Affection under Devotion

12 parts Ongoing Mature

My soul is screaming, each second mocking my whole existence. I should have just died. I am the reason of this affliction. How can I do such a despicable act? How can I be so shameless? How can I do this to the one who protected me like a brother, provided me a family after everyone left me? How can I crush his gratifying golden family? He died because of me. Maya is completely of me. I have shattered the most two beautiful people of my life. One is not there with me while the other will despise me till her last breathe. Everyone hates me now. How will I face Zayan? Will he ever forgive me? Never, he has taken the oath to tear me down till death rattles me.

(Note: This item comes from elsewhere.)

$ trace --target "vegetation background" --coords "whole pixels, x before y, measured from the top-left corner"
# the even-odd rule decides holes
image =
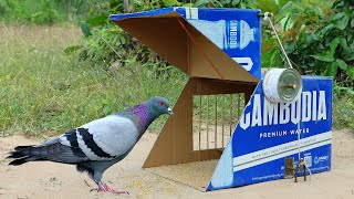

Today was his marriage but his fiance has vanished in the air and I have signed on the death papers as his wife. I know very well he would have never married me, well how can anyone marry the one who is the reason of his brother's death, the reason of his beautiful family shattered into pieces. I am just a witch for the Khan family, who destroy the place, the peoples, the surrounding with her evil eye. I am tired now, I can't take the loathe anymore, I will be more alive if the earth opens up and engulf my pathetic existence like I never existed. I destroyed the lovers, the loved ones and every single flower around me. I am exhausted but I can't share with anyone because no one is there for me. I am very well aware the hell has opened its gate for me from the time Zayan Khan became my husband. He will break me till I am broken completely, but who will tell him that I have already become what he wanted to make me. The last three months, the worst months of my life. I know it very well the day he will find her the first thing he gonna do is kick me out of his life like a unwanted trash and I will not have any option rather than begging on the road. But am I really at fault or am I a prey???